Je trouvais ces heures inépuisablement riches : un péché innocent dans un état immuable ; la mauvaise bière, les geste effrontés des gaillards, les fausses notes. J’entendais la flûte de Pan, le son sourd des cloches, le chant d’un rossignol ou le sifflement surprenant d’une lointaine sirène à vapeur — et les chuchotements de couples courant à l’extérieur parce qu’ils ne pouvaient plus se retenir. La tombe les engloutira ; mais ces heures ont existé, elles ont été le théâtre de ces aventures. Les prédicateurs ne peuvent pas comprendre combien ces heures sont délectables parce qu’elles sont brèves, si improbables, éparpillées comme une musique perdue. Ces hommes austères ne savent pas que seul l’éphémère perdure. Que l’immortalité n’a jamais existé, n’existera jamais. 
Holger m’aida donc, sans le savoir, à écrire une nouvelle sonate, donna sans donner, et je pris sans prendre. » 
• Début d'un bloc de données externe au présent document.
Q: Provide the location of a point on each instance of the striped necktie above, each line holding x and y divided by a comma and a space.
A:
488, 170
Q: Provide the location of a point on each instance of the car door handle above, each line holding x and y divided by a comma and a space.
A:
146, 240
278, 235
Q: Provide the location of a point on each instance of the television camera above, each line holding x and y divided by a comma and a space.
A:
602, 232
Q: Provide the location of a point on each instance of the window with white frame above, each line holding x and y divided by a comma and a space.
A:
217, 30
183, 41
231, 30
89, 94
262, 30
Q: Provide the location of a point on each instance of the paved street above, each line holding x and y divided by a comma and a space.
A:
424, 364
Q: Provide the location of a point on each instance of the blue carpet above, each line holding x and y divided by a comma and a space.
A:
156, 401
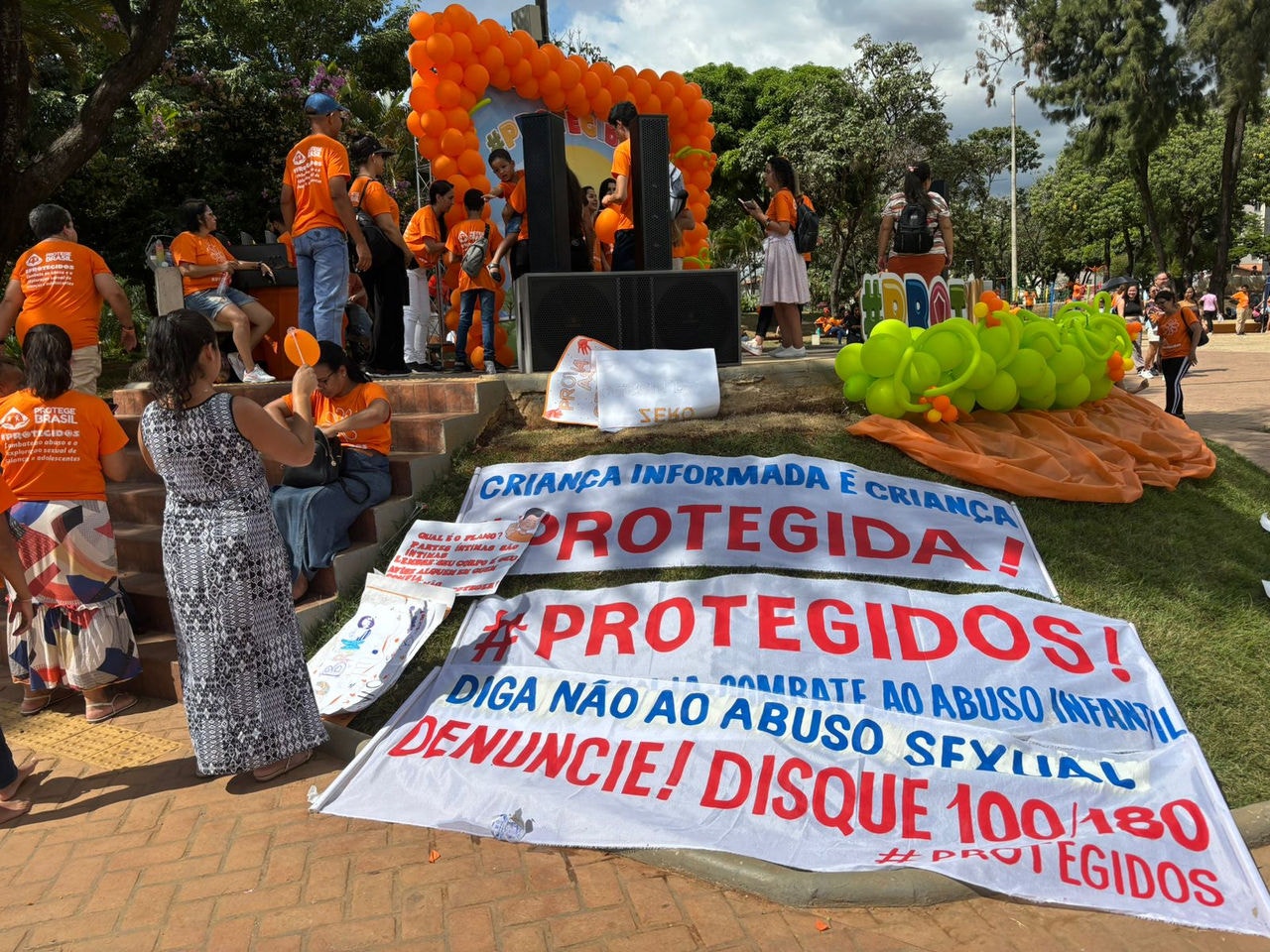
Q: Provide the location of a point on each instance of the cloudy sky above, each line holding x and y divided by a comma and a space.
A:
675, 35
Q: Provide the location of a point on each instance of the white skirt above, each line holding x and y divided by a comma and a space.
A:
784, 273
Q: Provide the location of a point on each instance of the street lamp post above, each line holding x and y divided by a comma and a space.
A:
1014, 195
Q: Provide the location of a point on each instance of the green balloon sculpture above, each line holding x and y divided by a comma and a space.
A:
1005, 359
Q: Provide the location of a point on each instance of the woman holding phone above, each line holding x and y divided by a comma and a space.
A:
785, 286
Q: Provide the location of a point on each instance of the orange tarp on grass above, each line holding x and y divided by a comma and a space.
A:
1100, 452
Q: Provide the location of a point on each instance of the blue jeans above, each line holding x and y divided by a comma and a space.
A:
466, 304
321, 272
Les Cahiers de Gustav Anias Horn, tome I, p. 747-748

vendredi 25 juillet 2014

Résonances réciproques




« J'ai au fond de mon âme un monde ; mais c'est comme s'il était en ruines et démoli, parce qu'il est tombé de haut. » 
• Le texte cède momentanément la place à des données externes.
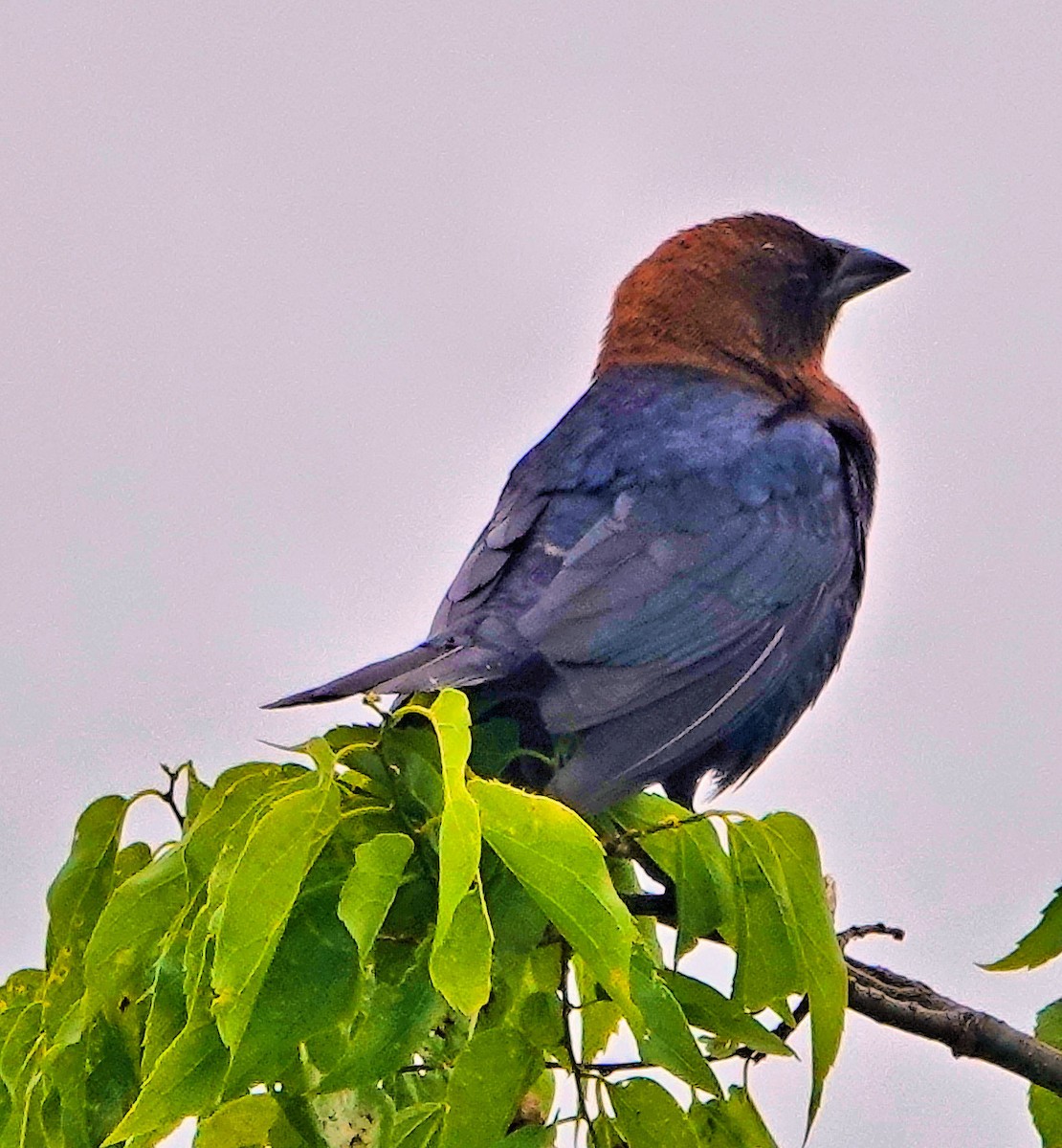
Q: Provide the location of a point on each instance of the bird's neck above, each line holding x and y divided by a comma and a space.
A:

H. H. Jahnn, Ugrino et Ingrabanie (1917), incipit


« Ce qui est remarquable et important dans ces récits, c’est que Jahnn n’éprouve pas le moindre besoin d’une distance critique face à son enfance. Malgré son rire moqueur, il prend toute sa jeunesse terriblement au sérieux, avec un sérieux que je n’ai rencontré chez personne d’autre. Il ne songe pas à relever des contradictions ou des rapports psychologiques, par exemple la relation entre son besoin religieux, fanatique, de vérité, après une période de mensonges effrénés, etc. Cela provient sans doute du fait que toutes ces phases sont encore vivaces en lui (il suffit d’entendre comme elles l’animent quand il les raconte). Ce qu’il y a de proprement génial chez un homme, ce n’est pas qu’il ait été génial dans sa jeunesse ou qu’il ait traversé les phases de son développement avec une grande intensité (cela est probablement le cas pour chacun, jusqu’à un certain point), mais que ces phases soient restées actuelles et subsistent, imbriquées les unes dans les autres, créant des résonances réciproques. L’adulte ordinaire les a refoulées, l’adulte génial les porte en lui, les approuve, et il devient créateur parce qu’elles continuent de résonner. L’enfance la plus géniale n’est pas celle qu’aurait vécu un être surdoué, mais celle qui reste un élément vivant, sonore, chez l’adulte, devenant ainsi l’enfance d’un homme génial. Cela vaut pour Jahnn, dans une mesure bouleversante. Il n’a rien oublié de son passé, tout est encore là, disponible — pour des fins supérieures, qui résultent justement de cette continuité. » 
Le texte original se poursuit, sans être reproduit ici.